I did not know Nora Miller. Yet despite this fact, this past week has been extremely difficult for me to concentrate on work I feel like I have been more personally affected by her death than Johanna’s two years ago. Suicide feels more personal than murder and although no student was also placed at risk by her death, it should make us all take a step back at our lives and our friends and think about what could’ve caused a person to take such a drastic step. When we first found out about Nora, there was little information dispersed. Over the course of the day, more information was leaked until we had a pretty good understanding of what had happened before the University was able to tell us her name.
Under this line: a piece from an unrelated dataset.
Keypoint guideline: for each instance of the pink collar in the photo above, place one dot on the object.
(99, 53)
Is suicide embarrassing for a university? Probably. But this does not mean that we should be so quick to move on from her death. After a brief email from President Roth and a moment of silence Tuesday night for those in mourning, it has been like the entire campus has moved on already. Classes have not stopped, homework has not been postponed, drop/add week has continued. The student body deserves a collective day of rest to be able to process what has happened and think about how we are all personally dealing with Nora’s death.. Instead, we have been forced to move on quickly and try to process things in the midst of all of our work. Is a suicide really so different from a murder that we are not able to all pause collectively for a day and reflect on Nora’s life and final choice?
Self-immolation is not a quiet act of suicide; it is clearly an intentional statement. I understand that the University had to respect the parent’s wishes to keep details about Nora and her death private, but when a suicide occurs in such a public way on campus property, it is the student body’s right to be able to mourn publically and to be given time to process and think about what has happened.